Антон Хансен едва заметно покачал головой:
– Хотите верьте, хотите нет, мы с женой этого так и не поняли. Да мы и не особенно хотели что-то узнать. Наоборот, тогда чем меньше мы знали, тем лучше было для всех. Младенцу было несколько месяцев от роду; сверток в пеленках… так что трудно сказать. По-моему, девочка, но я не уверен.
– И вы понятия не имеете, куда их увез Харальд Олесен?
Антон Хансен тихо простонал и покачал головой.
– Нет. Он нам ни слова не сказал. Конечно, нам и не полагалось ничего знать, а все-таки я думаю…
Он снова зашелся в приступе кашля. Я чувствовал себя виноватым, потому что мучил усталого, изможденного – кожа да кости – человека на больничной койке, но не мог уйти, не выслушав остального.
– Вряд ли он повез их прямо к границе. Все дороги охраняли немецкие патрули, да и в приграничных районах было много солдат, так что кратчайший путь часто бывал и самым опасным. Переправить двух взрослых и грудного ребенка через блокпосты – дело нелегкое. Скорее всего, он вывез их в лес, а дальше повел пешком.
– Но ведь, кажется, он увез их зимой – разве тогда не было снега?
– Дело было в середине февраля, – уточнил Хансен. – Они ушли в ночь на четырнадцатое. Думаю, им нелегко пришлось, да и Харальду Олесену тоже. Он должен был либо перепрятать их где-нибудь, либо идти с ними на лыжах. По-моему, он так и собирался поступить. За день до их ухода он вскользь обронил: похоже, им с Оленьей Ногой придется отправиться в горы.
Заметив мой ошеломленный взгляд, Антон Хансен обезоруживающе улыбнулся и спустя какое-то время с большим усилием заговорил снова:
– Из его слов я понял, что Оленья Нога был кем-то вроде проводника, который помогал Харальду Олесену переправлять беженцев в Швецию. Мне почему-то всегда казалось, что Оленья Нога был совсем молодым парнем, не старше двадцати с небольшим.
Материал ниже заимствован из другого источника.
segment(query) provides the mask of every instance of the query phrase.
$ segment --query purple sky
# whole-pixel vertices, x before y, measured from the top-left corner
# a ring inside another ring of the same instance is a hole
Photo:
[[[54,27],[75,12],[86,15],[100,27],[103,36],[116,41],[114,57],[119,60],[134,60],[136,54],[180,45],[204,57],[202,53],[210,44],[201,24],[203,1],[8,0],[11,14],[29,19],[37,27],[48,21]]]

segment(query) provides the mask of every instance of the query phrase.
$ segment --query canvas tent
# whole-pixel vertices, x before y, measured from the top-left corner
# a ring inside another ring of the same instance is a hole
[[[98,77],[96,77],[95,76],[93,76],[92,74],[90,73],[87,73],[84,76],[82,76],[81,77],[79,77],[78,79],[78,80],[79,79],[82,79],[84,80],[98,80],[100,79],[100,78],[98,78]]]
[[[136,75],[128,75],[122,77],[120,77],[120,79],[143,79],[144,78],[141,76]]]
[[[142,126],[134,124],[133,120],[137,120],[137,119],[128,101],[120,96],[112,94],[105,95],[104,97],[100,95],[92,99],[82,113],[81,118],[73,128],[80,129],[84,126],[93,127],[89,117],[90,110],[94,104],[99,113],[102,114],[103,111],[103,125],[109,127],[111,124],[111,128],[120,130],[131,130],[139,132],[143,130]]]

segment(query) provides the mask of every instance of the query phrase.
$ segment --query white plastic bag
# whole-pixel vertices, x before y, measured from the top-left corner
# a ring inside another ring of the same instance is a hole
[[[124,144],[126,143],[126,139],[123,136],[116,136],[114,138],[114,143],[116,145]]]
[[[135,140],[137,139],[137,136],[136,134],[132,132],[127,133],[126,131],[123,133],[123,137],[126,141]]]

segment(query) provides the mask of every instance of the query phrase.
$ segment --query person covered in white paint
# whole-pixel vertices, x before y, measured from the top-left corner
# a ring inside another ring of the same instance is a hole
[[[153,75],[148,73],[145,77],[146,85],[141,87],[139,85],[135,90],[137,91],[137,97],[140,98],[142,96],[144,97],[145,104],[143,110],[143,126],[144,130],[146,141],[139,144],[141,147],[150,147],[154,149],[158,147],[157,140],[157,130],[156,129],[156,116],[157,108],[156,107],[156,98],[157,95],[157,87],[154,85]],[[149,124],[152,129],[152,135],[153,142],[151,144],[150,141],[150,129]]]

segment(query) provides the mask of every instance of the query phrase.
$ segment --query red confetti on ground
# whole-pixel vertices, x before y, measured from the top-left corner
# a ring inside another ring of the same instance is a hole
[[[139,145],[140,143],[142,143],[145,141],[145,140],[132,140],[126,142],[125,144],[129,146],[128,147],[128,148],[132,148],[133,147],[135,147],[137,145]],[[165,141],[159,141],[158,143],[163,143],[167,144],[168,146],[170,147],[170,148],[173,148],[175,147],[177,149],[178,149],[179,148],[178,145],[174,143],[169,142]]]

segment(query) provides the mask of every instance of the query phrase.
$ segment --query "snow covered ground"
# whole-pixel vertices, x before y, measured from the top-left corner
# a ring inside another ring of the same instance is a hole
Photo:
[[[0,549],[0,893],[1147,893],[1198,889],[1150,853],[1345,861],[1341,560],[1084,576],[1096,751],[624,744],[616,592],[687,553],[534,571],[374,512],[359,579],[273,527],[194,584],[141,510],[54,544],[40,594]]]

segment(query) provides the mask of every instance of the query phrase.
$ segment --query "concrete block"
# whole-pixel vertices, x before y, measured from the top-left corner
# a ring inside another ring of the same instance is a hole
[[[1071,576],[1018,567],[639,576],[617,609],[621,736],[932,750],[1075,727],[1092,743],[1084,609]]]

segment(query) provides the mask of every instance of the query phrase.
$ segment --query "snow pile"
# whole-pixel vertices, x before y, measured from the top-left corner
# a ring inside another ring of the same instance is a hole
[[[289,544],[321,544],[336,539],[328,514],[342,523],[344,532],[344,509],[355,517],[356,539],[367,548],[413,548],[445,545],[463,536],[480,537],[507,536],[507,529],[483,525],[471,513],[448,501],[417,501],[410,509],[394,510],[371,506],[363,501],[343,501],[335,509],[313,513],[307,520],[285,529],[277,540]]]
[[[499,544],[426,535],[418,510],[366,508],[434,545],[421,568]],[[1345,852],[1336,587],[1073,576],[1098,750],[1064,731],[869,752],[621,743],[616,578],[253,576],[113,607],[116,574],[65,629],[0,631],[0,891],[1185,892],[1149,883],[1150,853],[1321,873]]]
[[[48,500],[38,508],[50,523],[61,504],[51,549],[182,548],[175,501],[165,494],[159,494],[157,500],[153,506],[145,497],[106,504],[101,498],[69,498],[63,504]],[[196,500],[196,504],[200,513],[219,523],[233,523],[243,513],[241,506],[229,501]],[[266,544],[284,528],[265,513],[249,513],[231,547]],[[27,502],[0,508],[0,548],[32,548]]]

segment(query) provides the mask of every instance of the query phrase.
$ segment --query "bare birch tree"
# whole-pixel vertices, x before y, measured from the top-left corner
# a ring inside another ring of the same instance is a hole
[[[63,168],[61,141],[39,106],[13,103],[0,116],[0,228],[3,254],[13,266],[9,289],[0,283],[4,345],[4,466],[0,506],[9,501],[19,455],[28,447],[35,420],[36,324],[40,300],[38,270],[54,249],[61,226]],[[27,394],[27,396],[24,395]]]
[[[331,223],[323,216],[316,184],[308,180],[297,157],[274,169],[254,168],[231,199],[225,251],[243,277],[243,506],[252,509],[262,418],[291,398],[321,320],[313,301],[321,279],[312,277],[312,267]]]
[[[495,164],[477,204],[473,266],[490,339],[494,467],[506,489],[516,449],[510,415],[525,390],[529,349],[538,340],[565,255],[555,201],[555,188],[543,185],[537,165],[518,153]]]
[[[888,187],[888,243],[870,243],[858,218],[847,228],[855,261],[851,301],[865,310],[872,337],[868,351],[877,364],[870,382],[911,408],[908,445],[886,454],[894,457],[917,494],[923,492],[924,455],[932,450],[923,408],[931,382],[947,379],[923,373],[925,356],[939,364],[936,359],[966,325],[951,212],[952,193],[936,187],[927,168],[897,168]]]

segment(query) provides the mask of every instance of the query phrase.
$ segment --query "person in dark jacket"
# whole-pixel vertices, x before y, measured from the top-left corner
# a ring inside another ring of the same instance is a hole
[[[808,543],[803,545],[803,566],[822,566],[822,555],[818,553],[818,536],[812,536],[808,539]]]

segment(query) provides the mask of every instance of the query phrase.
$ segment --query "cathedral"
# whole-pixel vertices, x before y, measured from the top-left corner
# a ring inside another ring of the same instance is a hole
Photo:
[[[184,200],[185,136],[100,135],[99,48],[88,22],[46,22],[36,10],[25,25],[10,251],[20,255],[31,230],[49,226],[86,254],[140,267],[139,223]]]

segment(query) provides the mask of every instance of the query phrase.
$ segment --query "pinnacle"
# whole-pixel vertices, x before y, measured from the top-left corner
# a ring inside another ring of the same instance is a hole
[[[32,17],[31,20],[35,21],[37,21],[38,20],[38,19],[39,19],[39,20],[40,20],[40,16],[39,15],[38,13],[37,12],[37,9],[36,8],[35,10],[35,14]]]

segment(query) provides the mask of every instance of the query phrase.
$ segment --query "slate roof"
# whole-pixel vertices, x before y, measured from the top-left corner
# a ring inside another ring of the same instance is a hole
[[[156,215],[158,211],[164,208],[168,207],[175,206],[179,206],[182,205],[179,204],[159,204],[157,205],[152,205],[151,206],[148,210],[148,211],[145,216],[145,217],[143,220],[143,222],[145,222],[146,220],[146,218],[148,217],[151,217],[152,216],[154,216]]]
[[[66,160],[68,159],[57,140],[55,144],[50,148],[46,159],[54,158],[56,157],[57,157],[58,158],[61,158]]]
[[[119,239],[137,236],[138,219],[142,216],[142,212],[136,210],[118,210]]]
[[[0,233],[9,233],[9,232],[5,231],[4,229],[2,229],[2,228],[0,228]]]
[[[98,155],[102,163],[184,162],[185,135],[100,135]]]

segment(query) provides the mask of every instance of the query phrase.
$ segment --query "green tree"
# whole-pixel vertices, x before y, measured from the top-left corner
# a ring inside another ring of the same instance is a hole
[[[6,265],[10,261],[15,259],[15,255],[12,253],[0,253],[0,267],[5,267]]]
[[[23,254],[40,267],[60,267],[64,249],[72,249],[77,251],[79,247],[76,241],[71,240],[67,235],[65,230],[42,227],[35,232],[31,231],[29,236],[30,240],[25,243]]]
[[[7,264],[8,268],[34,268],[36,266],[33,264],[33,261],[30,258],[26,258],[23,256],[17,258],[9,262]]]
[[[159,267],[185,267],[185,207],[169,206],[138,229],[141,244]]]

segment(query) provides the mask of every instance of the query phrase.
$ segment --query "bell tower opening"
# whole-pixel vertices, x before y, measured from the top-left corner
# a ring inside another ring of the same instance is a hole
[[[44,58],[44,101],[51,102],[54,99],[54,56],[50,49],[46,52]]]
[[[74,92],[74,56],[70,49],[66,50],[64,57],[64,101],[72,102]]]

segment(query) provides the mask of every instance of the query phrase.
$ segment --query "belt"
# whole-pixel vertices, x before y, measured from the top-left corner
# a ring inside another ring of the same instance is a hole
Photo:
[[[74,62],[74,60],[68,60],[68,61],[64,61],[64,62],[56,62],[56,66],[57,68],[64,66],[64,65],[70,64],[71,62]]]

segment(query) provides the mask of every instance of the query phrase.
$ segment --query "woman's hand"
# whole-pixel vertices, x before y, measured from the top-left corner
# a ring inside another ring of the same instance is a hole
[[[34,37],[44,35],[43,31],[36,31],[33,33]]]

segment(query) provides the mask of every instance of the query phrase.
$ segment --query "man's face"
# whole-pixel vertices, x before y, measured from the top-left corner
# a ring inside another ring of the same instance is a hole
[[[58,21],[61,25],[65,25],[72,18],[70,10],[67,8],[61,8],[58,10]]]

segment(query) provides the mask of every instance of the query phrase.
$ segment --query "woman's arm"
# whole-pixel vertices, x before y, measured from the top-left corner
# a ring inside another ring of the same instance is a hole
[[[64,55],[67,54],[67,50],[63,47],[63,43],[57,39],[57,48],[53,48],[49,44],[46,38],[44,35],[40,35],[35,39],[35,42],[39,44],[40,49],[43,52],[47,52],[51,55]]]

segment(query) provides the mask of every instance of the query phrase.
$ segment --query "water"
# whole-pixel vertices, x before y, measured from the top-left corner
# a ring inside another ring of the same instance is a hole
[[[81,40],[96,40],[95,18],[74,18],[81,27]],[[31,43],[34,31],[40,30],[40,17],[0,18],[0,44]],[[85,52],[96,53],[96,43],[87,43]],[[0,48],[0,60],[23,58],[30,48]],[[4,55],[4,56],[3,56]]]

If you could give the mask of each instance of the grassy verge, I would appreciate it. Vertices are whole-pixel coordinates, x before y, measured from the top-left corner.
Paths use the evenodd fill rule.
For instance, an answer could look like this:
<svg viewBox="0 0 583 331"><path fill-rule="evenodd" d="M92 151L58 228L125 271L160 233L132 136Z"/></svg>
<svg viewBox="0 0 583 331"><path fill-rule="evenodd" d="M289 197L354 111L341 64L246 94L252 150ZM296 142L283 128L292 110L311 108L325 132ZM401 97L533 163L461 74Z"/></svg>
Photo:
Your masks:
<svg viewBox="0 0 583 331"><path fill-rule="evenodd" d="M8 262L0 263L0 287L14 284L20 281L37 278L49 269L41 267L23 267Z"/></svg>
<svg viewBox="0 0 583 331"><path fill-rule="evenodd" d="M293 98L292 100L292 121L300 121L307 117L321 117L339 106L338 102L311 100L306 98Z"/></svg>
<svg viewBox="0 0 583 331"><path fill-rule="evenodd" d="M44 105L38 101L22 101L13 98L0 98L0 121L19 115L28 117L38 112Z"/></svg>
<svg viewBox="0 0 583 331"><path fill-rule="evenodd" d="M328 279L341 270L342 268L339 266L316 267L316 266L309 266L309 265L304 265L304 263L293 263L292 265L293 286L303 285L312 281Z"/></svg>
А на самом деле я понятия не имею, кто он и сколько ему было лет. И как его звали, тоже не знаю. Ума не приложу, куда они отправились в тот раз. Добраться до границы ведь можно было по-разному. Они могли поехать на восток, к Эстфольду, или на север, в Хедмарк или Оппланн. И вот что еще странно: в сорок втором и сорок третьем Харальд Олесен часто упоминал в разговоре Оленью Ногу, а после – никогда. Однажды после войны я спросил о нем, но Харальд ответил уклончиво: мол, жизнь у Оленьей Ноги не сложилась. Так что, хотя я ничего не знаю наверняка, мне кажется, что в тот раз, зимой сорок четвертого, им не повезло. Скорее всего, беженцы и Оленья Нога погибли.
Его слова конечно же не показались мне неправдоподобными, но я не собирался упускать нового персонажа в жизни Харальда Олесена.
– А в тот раз, когда Олесен приехал за вашими гостями, Оленьей Ноги с ним не было?
– Нет-нет. – Антон Хансен слабо качнул головой. – Харальд приехал за ними один. Он увел их – мужа, жену и ребенка. Оленью Ногу я ни разу в жизни не видел, не разговаривал с ним. Больше я ничего не знаю.
Мне показалось, что силы у Хансена совершенно иссякли. Несколько минут он беспомощно хватал воздух ртом. Я мягко похлопал его по плечу, поблагодарил за помощь и посоветовал отдохнуть. На его губах мелькнула тень улыбки. Когда я уже стоял на пороге, он жестом велел мне вернуться.